After you have done above two steps, it will filter out all functions from the system libraries, making it a lot easier for you to inspect just on your hanging code.
As you can see, the
BackgroundThumbnailView.body.getter takes the longest. It is the Busy Main Thread problem. There are two potential scenarios to cause this hang.
How we should reduce the work on the main thread depends on which case we have.
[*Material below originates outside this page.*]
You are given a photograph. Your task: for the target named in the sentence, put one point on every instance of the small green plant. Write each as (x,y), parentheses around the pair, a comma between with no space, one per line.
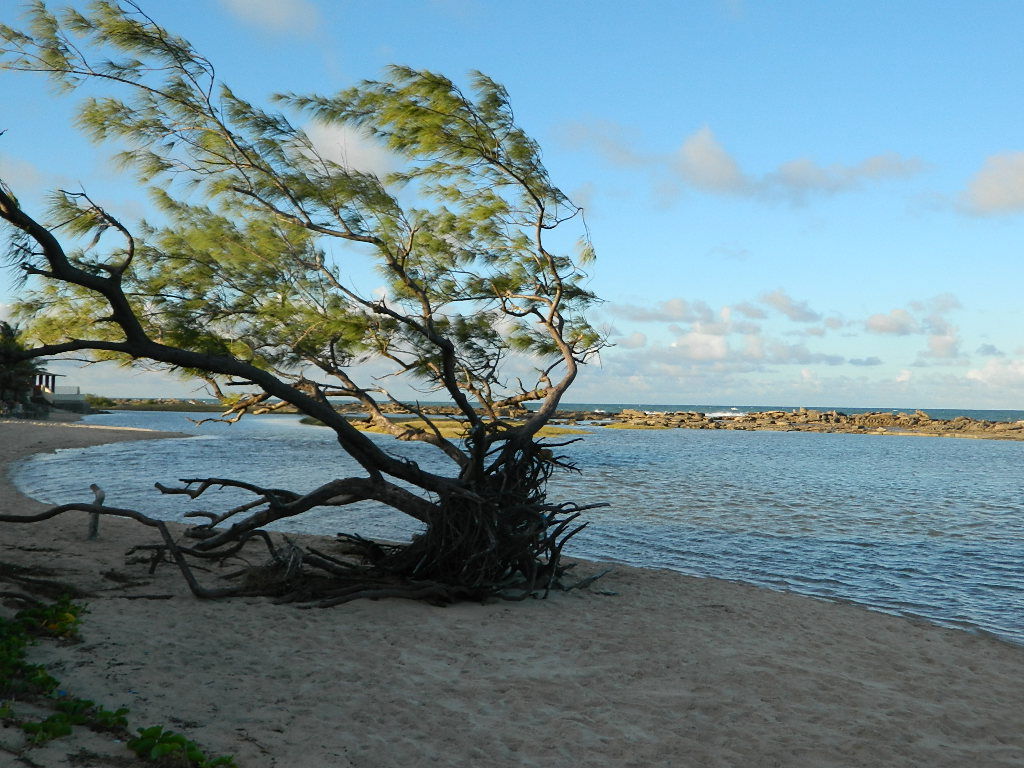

For a long running function, we want to look at its implementation and its callees. We need to look further down.
If a function is called a lot of times, it is more beneficial to look at what is calling it and determine whether we can do so less often. We need to look further up.
Bad news is time profiler cannot tell us which case we have. Time profiler gathers data by checking what’s running on the CPU in regular intervals. And for each sample, it checks which function is currently running on the CPU.
To measure the executing time of a specific function, use os_signposts. Let’s add SwiftUI View Body instruments to see what’s going on in our SwiftUI View.
Click the view body instrument and drag it into the document window to add it. We gotta record again.
You can see a lot of orange intervals all labelled BackgroundThumbnailView. This tells us precisely how many body executions there were and how long each one took. The orange color indicates that the runtime of that specific body execution took a little longer than what we are aiming for with SwiftUI. The bigger problem is how many intervals there are.
We can now address to that problematic code.
Let’s just use lazy VGrid to solve the issue.
Let’s profile the updated code.
We still has a micro-hang. Let’s profile it on our iPad.
We still experience the hang on iPad. That’s because now our screen is bigger and there’re a lot more thumbnails to be rendered. Instruments also recorded this hang (see in below screenshot). We see more BackgroundThumbnailView bodies again.
The same code performed mostly OK on an iPhone but was slow on an iPad, simply because the screen was bigger. This is one of the reasons why you should also fix micro hangs. Let’s find out what we can do to make each individual execution faster.
We seem to be computing a thumbnail on the fly here, which is quite time consuming. This is work we should rather be doing in the background and not keep the main thread busy with. To better understand what change we can make, let’s look at the context how the thumbnail getter is called.
And update our code to show progress view while loading the actual image.
Let’s try out the updated code. You will our progress indicators, and a few seconds later, our thumbnails were displayed.
This is the slightly different type of hangs. The way Instruments’ hang detection works is that it looks at all works items on the main thread and check whether they are too long. If so, it marks them as potential hang. Hang detection also detects these asynchronous or delayed cases, but it only measures the potential delay, not the actually experienced delay.
The problem (executing asynchronous task on main thread)
This should allow the “thumbnail” getter to execute on Swift Concurrency’s concurrent thread pool inside of the main thread. Let’s try it out again.
To determine whether a blocked thread is a responsiveness issue or not, look to the Hang instruments, not the thread states instruments. So a blocked main thread doesn’t imply an unresponsive main thread. High CPU usage also doesn’t imply that the main thread is unresponsive. If the main thread is unresponsive, that means it was either blocked or the main thread was busy.
Whatever work you are doing on the main thread, it should be done in less than 100ms to free the main thread for event handling again. The shorter the better. Determine whether the main thread is busy or blocked. Hangs can surface synchronously or asynchronously. Do less, move work to the background, sometimes, even both. measure first and check whether there is actually a hang before optimizing.